Santiago est une ville fascinante, magnétique, la plus noire des cités cubaines m’a littéralement envoûté. Ici, la culture sous toutes ses formes semble être une seconde nature, encore une qualité des cubains.

A Trinidad, tournage oblige, nous sommes “relégués“ loin de tout sur la côte dans un superbe hôtel pour touristes fortunés, dommage. La vieille ville entièrement restaurée comme l’arrière-pays valent largement qu’on s’y intéresse.

Tourner à l’étranger, nous offre généralement un véritable sésame pour rencontrer, connaître et apprécier un pays par le biais de ses habitants.
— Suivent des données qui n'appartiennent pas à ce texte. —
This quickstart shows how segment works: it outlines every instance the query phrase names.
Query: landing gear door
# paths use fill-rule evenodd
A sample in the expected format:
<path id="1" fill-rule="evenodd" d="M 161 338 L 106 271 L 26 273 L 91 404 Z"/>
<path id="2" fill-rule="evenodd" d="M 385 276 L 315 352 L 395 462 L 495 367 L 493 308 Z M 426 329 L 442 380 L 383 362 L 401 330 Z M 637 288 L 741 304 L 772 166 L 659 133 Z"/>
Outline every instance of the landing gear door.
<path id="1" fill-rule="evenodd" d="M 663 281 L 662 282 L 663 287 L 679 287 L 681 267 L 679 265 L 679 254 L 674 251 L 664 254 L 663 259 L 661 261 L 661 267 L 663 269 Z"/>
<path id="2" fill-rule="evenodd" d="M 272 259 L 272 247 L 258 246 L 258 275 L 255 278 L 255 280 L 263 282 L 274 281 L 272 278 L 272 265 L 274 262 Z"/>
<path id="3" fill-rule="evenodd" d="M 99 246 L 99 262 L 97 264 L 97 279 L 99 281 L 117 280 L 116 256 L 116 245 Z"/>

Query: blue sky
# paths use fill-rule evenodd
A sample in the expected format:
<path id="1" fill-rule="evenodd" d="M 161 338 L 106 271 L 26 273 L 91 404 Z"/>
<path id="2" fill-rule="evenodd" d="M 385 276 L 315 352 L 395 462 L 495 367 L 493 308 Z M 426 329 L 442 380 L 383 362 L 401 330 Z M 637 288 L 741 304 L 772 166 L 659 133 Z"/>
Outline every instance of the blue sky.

Directement en contact avec eux, travaillant de concert, l’intégration ou du moins la rencontre est immédiate.

Un bémol cependant avec le film à vocation touristique, c’est fou à quel point touristes et population locale peuvent vivre à des années lumières les uns des autres. Heureusement, bien plus que lors d’un tournage de documentaire, nous avons du temps libre. Il aurait été bien stupide et même triste de passer à côté de la rencontre avec les cubains.